Curiously enough, Charlotte Brontë, while uttering the first feminine protest, seems to have slipped back somewhat on this question. Taking for text Anne Elliot’s claim that women love longer without hope or life, she demands, even for Shirley, a male “master.” The explanation of this attitude was partly temperament—since women of vigorous intellect always need a flesh and blood prophet (witness Harriet Martineau and George Eliot): and it arose partly from her individual circumstances. The men of her family were, in different ways, exasperatingly weak; the “strong” men of her native moorlands were naturally domineering: her imagination was stirred, and her mind trained, by the Belgian Professor, Monsieur Heger, who was her master—technically, and who—as we learn from independent testimony—always took a delight in scolding his pupils. We do not, to-day, admire the feminine footstool; nevertheless Charlotte Brontë’s heroines have strong individual character, and are much given to defying the world. The type will never become popular in fiction, it is too angular intellectually, and too discontented. The quality of physical plainness has been seldom adopted by novelists, male or female. But in Shirley Miss Brontë generously abandons many of her favourite ideals, for both heroines. The types are mixed here; and we must feel that had circumstances encouraged a larger output, we might be compelled to modify many of our conclusions. It remains a fact that the authoress of Jane Eyre and Villette does not stand in the direct line of progress: save that she introduces the awakening of women to serious topics, and proves them intent not merely on self-revelation, but on reform. Her central inspiration, however, is passion: which no woman had hitherto handled; which few have since so powerfully portrayed.

It is not easy, even if possible, to summarise the more complex, and much varied, ideals of womanhood exhibited by George Eliot. Each of her heroines is a study from life; and, by this time, women were not all created in one pattern. Again, we can scarcely say that she has given us a heroine in Adam Bede, whereas Middlemarch might claim to offer three. Maggie Tulliver shows little resemblance to Romola. Yet, undoubtedly, George Eliot had more conscious, and more definite, theories on women than any of her predecessors: she deliberately set out to expound and enforce them.
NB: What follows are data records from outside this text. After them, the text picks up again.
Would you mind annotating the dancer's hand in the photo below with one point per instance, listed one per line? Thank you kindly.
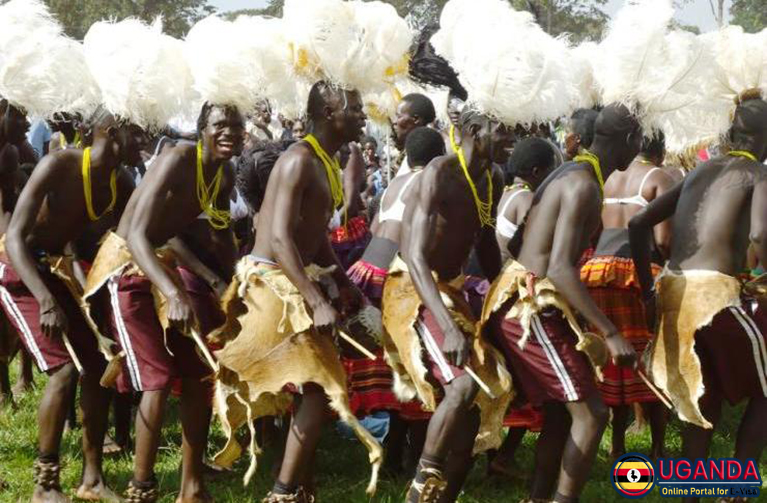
(180, 314)
(53, 321)
(621, 350)
(651, 313)
(325, 316)
(351, 299)
(456, 346)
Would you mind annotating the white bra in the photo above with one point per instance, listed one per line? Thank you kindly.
(503, 225)
(397, 210)
(637, 199)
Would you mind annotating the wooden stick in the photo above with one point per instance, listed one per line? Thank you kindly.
(204, 348)
(359, 347)
(661, 396)
(480, 382)
(72, 353)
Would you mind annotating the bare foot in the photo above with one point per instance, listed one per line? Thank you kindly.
(21, 387)
(111, 447)
(99, 492)
(201, 496)
(6, 400)
(52, 496)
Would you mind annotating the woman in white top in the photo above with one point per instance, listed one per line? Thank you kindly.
(612, 282)
(530, 163)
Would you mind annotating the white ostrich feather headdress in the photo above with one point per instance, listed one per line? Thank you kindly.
(734, 68)
(657, 73)
(267, 58)
(140, 71)
(354, 45)
(41, 70)
(510, 67)
(582, 59)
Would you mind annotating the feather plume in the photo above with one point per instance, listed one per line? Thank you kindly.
(510, 67)
(268, 62)
(582, 59)
(658, 73)
(742, 59)
(227, 63)
(41, 70)
(140, 71)
(355, 45)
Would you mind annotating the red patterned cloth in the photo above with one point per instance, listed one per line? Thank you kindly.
(526, 416)
(349, 241)
(369, 279)
(614, 286)
(370, 381)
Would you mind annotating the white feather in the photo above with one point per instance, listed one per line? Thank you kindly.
(510, 67)
(659, 74)
(582, 59)
(140, 71)
(355, 45)
(226, 63)
(270, 66)
(41, 70)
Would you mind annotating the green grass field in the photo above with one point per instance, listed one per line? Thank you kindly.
(342, 465)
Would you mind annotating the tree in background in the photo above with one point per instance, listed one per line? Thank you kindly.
(750, 14)
(584, 19)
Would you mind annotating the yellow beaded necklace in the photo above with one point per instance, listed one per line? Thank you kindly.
(742, 153)
(484, 209)
(332, 170)
(88, 191)
(590, 158)
(63, 140)
(208, 194)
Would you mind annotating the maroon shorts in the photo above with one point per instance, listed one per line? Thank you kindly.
(549, 368)
(733, 352)
(432, 339)
(149, 365)
(23, 312)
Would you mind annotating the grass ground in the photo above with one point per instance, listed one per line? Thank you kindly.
(342, 465)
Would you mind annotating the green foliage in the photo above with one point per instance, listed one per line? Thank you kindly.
(750, 14)
(178, 15)
(342, 468)
(584, 19)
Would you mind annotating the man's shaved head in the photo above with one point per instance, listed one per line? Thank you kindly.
(749, 127)
(618, 131)
(322, 95)
(337, 108)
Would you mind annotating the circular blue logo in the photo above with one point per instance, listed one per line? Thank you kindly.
(633, 475)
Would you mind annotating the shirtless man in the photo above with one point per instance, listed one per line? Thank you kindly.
(549, 370)
(530, 163)
(444, 219)
(415, 110)
(370, 382)
(65, 132)
(719, 210)
(350, 232)
(13, 128)
(303, 190)
(611, 278)
(166, 204)
(55, 207)
(580, 131)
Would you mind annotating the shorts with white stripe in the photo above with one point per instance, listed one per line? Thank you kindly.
(23, 312)
(432, 339)
(549, 368)
(733, 352)
(153, 359)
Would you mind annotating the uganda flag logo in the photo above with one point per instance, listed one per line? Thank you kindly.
(633, 476)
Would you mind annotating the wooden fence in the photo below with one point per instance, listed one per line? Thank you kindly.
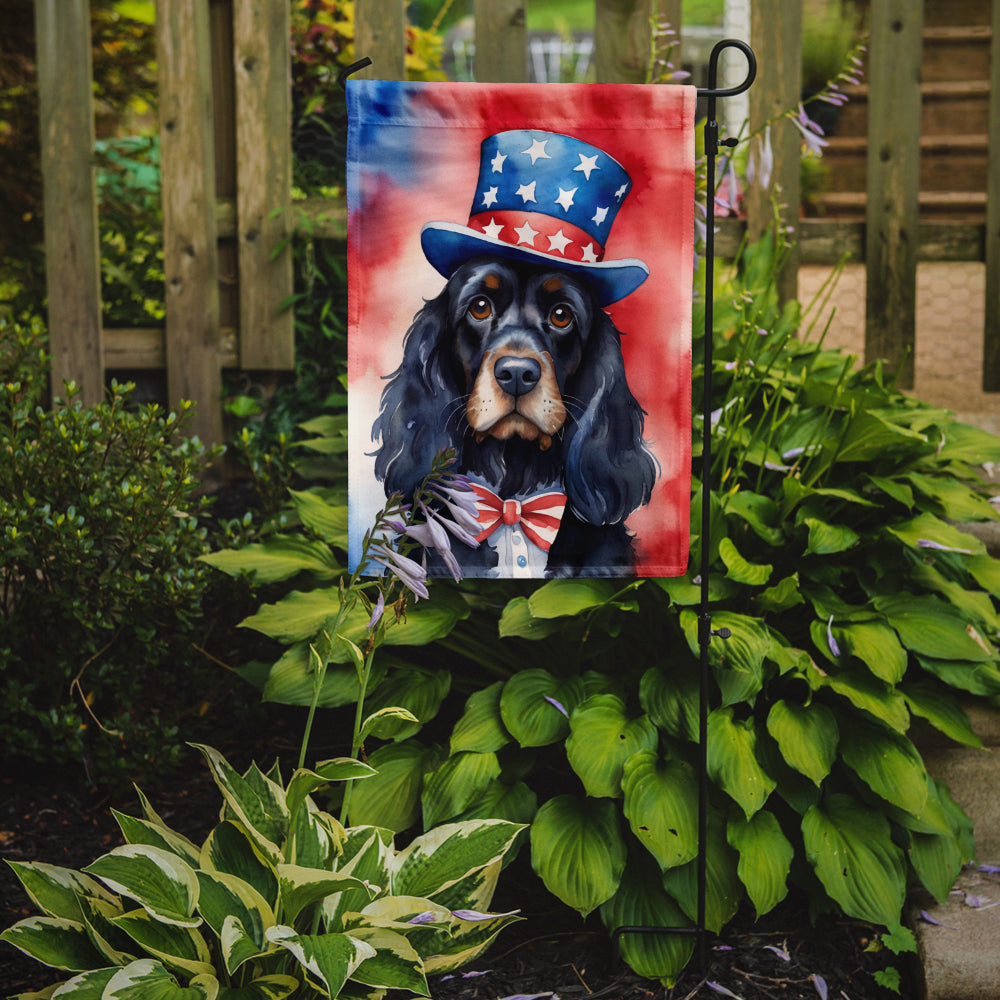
(226, 161)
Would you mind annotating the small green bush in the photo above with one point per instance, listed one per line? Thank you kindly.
(99, 578)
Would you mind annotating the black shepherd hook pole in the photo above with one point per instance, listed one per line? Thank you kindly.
(705, 632)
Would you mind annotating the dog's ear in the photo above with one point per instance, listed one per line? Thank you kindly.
(609, 472)
(412, 421)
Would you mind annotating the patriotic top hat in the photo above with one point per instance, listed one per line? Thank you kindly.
(545, 198)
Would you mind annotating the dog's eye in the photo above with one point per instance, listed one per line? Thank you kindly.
(561, 317)
(481, 308)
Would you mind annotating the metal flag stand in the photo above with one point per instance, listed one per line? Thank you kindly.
(705, 631)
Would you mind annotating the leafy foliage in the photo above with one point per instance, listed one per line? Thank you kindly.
(101, 587)
(280, 899)
(854, 600)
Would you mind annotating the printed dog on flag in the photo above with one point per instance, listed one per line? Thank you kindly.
(517, 366)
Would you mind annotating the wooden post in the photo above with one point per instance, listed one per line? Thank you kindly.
(72, 255)
(893, 183)
(380, 34)
(622, 40)
(991, 333)
(501, 41)
(776, 34)
(190, 254)
(262, 61)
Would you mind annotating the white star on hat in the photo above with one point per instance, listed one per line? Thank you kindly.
(565, 198)
(586, 164)
(559, 242)
(527, 192)
(526, 234)
(537, 150)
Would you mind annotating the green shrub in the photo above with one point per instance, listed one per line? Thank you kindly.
(855, 602)
(101, 587)
(280, 899)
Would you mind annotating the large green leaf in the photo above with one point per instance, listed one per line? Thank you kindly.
(440, 858)
(661, 806)
(164, 885)
(54, 941)
(56, 891)
(279, 558)
(481, 728)
(602, 737)
(391, 798)
(732, 760)
(850, 848)
(887, 762)
(931, 628)
(807, 736)
(765, 858)
(330, 959)
(578, 851)
(671, 699)
(456, 784)
(147, 979)
(640, 901)
(535, 706)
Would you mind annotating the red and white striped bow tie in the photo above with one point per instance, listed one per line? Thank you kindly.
(539, 516)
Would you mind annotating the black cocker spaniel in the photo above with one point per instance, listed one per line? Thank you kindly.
(518, 367)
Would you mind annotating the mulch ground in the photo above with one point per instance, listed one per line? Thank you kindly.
(551, 952)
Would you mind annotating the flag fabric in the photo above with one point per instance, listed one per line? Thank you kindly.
(520, 261)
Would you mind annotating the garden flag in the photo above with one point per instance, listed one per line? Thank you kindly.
(520, 271)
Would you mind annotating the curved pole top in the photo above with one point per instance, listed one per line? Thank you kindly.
(713, 69)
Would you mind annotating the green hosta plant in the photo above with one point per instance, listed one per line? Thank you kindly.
(280, 899)
(855, 602)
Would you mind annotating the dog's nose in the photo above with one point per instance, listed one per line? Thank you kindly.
(517, 376)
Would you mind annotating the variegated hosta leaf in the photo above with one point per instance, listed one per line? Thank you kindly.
(578, 851)
(230, 849)
(227, 897)
(602, 737)
(481, 727)
(395, 964)
(887, 762)
(147, 979)
(732, 760)
(300, 887)
(807, 736)
(158, 880)
(256, 801)
(54, 941)
(661, 805)
(141, 831)
(456, 784)
(535, 706)
(642, 902)
(441, 857)
(850, 847)
(723, 889)
(56, 891)
(765, 858)
(177, 947)
(329, 959)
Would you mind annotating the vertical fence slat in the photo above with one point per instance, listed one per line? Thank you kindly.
(991, 332)
(501, 41)
(262, 61)
(190, 253)
(621, 40)
(380, 34)
(72, 257)
(776, 34)
(892, 214)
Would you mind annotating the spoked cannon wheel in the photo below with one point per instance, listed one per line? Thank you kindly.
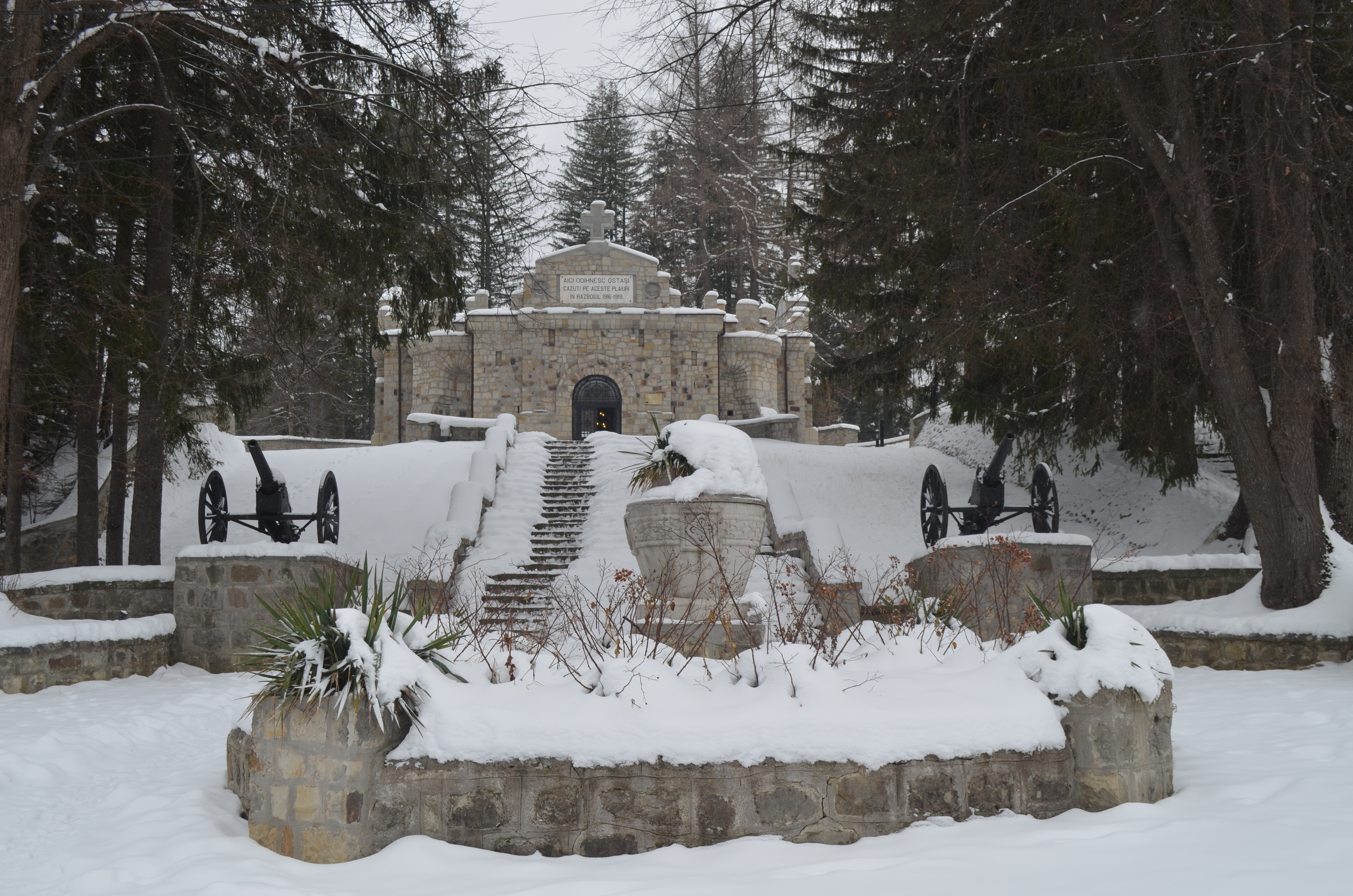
(213, 512)
(1042, 500)
(934, 507)
(327, 511)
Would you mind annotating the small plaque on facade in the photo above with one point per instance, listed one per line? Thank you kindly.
(582, 290)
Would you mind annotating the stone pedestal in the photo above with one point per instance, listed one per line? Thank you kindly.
(1121, 748)
(216, 596)
(988, 577)
(305, 777)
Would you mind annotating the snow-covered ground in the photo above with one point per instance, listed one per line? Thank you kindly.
(120, 788)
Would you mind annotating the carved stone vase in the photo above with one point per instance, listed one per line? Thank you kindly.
(696, 555)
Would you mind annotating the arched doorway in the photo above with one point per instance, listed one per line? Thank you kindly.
(596, 407)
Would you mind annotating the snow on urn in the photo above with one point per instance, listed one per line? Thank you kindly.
(697, 539)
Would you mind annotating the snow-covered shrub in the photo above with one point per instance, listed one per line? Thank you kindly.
(659, 465)
(1117, 653)
(701, 458)
(1067, 611)
(350, 638)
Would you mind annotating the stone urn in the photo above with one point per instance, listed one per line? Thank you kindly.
(696, 555)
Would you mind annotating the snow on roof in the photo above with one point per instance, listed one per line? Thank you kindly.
(582, 247)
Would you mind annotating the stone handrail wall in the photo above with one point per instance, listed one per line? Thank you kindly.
(95, 600)
(1167, 587)
(1253, 653)
(216, 601)
(25, 671)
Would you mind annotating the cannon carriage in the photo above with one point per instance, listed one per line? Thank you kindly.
(987, 503)
(272, 507)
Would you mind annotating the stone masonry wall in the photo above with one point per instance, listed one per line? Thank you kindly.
(799, 389)
(216, 601)
(26, 671)
(1167, 587)
(1253, 653)
(387, 399)
(664, 362)
(316, 805)
(443, 365)
(95, 600)
(750, 374)
(995, 589)
(318, 788)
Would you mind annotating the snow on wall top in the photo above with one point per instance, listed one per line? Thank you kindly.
(724, 459)
(1021, 538)
(893, 700)
(26, 630)
(297, 550)
(1179, 562)
(76, 575)
(1243, 614)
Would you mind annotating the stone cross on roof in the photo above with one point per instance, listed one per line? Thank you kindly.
(599, 220)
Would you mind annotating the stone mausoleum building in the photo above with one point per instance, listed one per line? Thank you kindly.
(599, 339)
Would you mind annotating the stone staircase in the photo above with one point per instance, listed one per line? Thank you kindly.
(513, 600)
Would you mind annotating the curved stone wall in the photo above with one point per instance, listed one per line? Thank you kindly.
(317, 787)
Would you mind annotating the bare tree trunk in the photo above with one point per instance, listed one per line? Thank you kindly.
(19, 43)
(14, 465)
(87, 469)
(113, 549)
(1270, 431)
(148, 491)
(118, 473)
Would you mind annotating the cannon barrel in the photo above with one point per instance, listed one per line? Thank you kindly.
(992, 477)
(267, 482)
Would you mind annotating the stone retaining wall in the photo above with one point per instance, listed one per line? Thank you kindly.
(1165, 587)
(95, 600)
(25, 671)
(316, 787)
(1253, 653)
(216, 601)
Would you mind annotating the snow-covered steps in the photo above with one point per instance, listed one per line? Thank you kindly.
(513, 600)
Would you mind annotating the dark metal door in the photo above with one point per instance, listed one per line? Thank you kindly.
(596, 407)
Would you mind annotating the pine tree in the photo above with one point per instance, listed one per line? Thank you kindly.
(497, 217)
(604, 163)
We are tempted, however, to conclude that her favourite ideal was self-sacrifice. Her outlook was inclined to be melancholy; and she introduces us to that struggle between temperament and circumstances which is the keynote of modern fiction, forming the problem novel. In Fanny Burney and Jane Austen the heroine was simply more refined, or more sensible, than her family; and the story was founded on this difference. In George Eliot each heroine has her own temperament and her own set of circumstances which create her own problem. Women are now no longer concerned only with manners and delicacy: they have entered into life as a whole. The central fact, which may be seen in the earliest women-writers, is now expressed and deliberately put forward—that their moral standard is higher than men’s, that they have been treated unfairly by the world. Charlotte Brontë had emphasised this protest on one question, George Eliot applies it everywhere.